AutoPolaroid by Lucas Samaras

Lucas Samaras, AutoPolaroid, 1969-71 © Lucas Samaras

In the late 1960s, Samaras began working with a Polaroid 360 camera, creating his iconic Auto Polaroids by altering hundreds of images, mostly self-portraits, with applications of ink by his own hand. In 1973, using a Polaroid SX-70, he took this collagist approach further by manipulating the wet emulsion of the film with a stylus or his fingertip before the chemicals set. The resulting distortions in his Photo-Transformations series took on abstract, otherworldly effects, which he would continue exploring amid the rise of other image making technologies in the following decades.

For his provocative Sittings series, which he produced between 1979 and 1980, Samaras photographed various prominent figures in the New York art world posing naked in his studio. His Poses series, created between 1983 and 2010, also comprises color portraits of the artist’s friends and colleagues, including Arne Glimcher, Cindy Sherman, David Byrne, Alex Katz, Agnes Gund, Alex Gartenfeld, and Jasper Johns, among many others.
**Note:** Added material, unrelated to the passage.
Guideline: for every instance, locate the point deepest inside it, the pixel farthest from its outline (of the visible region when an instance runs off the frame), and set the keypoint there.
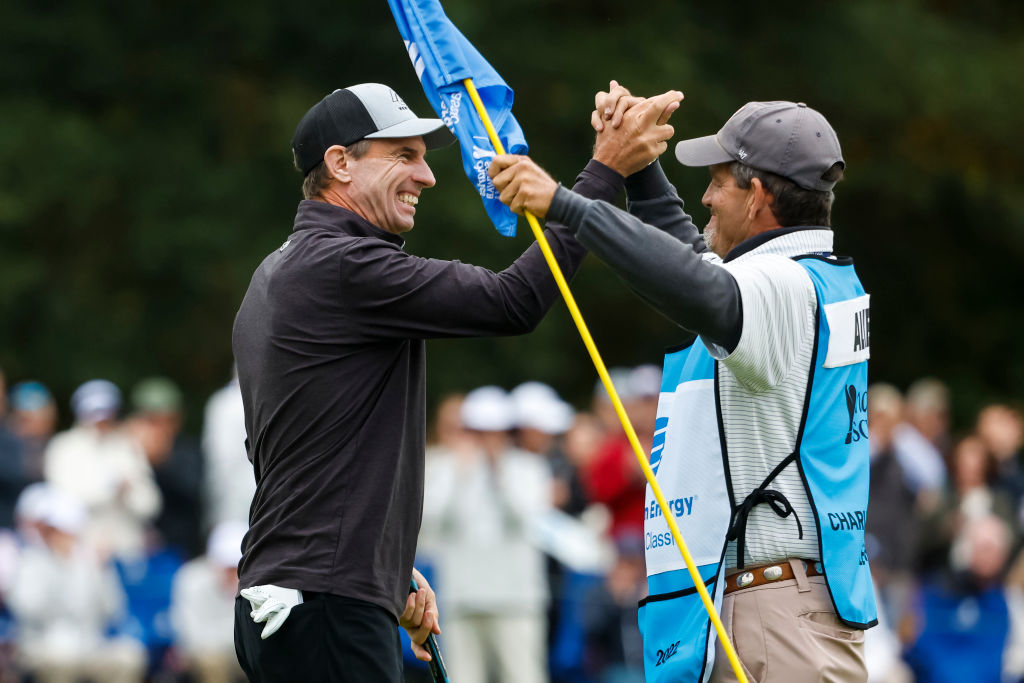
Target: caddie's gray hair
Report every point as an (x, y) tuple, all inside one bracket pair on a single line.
[(317, 179), (792, 205)]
Sittings 8 x 10 by Lucas Samaras

Lucas Samaras, Sittings 8 x 10, 10/14/80, 1980 © Lucas Samaras

Sittings 8 x 10, 1/29/79 by Lucas Samaras

Lucas Samaras, Sittings 8 x 10, 1/29/79, 1979 © Lucas Samaras

Obtaining his first computer in 1996 and his first digital camera in 2002, the artist began utilizing Photoshop as a key tool in his image making practice. These technologies gave way to his famed Photofictions series in 2003, fragmented self-portraits and fantastical abstractions that were the subject of a solo exhibition at Pace in New York that same year. As early as 2005, Pace was hosting exhibitions of Samaras’s work displayed on computer screens installed within the gallery space, rather than physical prints hung on its walls.
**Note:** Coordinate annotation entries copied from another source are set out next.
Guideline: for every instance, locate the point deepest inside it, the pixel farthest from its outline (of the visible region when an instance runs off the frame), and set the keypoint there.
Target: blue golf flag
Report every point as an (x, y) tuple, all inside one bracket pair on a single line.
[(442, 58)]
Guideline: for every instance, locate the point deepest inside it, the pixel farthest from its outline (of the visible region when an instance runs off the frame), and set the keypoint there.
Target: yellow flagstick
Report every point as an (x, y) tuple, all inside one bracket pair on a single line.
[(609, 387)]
Samaras’s XYZ series, which includes four bodies of work created between 2010 and 2012, exemplifies his longstanding investigations of form, color, space, and the expansive possibilities of image making. This series of psychedelic abstractions would become the basis for his first NFT project, released by Pace Verso, the gallery’s hub for integrated Web3 artworks, in 2021. In recent years, he has also worked with his iPhone camera to create new self- portraits in his home and studio in New York. Having devoted his career to charting new frontiers in photography and digital art, experimentation remained integral to Samaras’s practice up until the end of his life.

XYZ 0540 (Pixel Cock and Bull) by Lucas Samaras

Lucas Samaras, XYZ 0540 (Pixel Cock and Bull), 2011 © Lucas Samaras

Samaras’s work can be found in major museum collections around the world, including the Metropolitan Museum of Art in New York; the Museum of Modern Art in New York; the Whitney Museum of American Art in New York; Dia Art Foundation in New York; the Hirshhorn Museum and Sculpture Garden in Washington, D.C.; the Walker Art Center in Minneapolis; the Art Institute of Chicago; the Los Angeles County Museum of Art; the San Francisco Museum of Modern Art; Tate in London; the National Gallery of Australia in Canberra; and the Iwaki City Art Museum in Japan.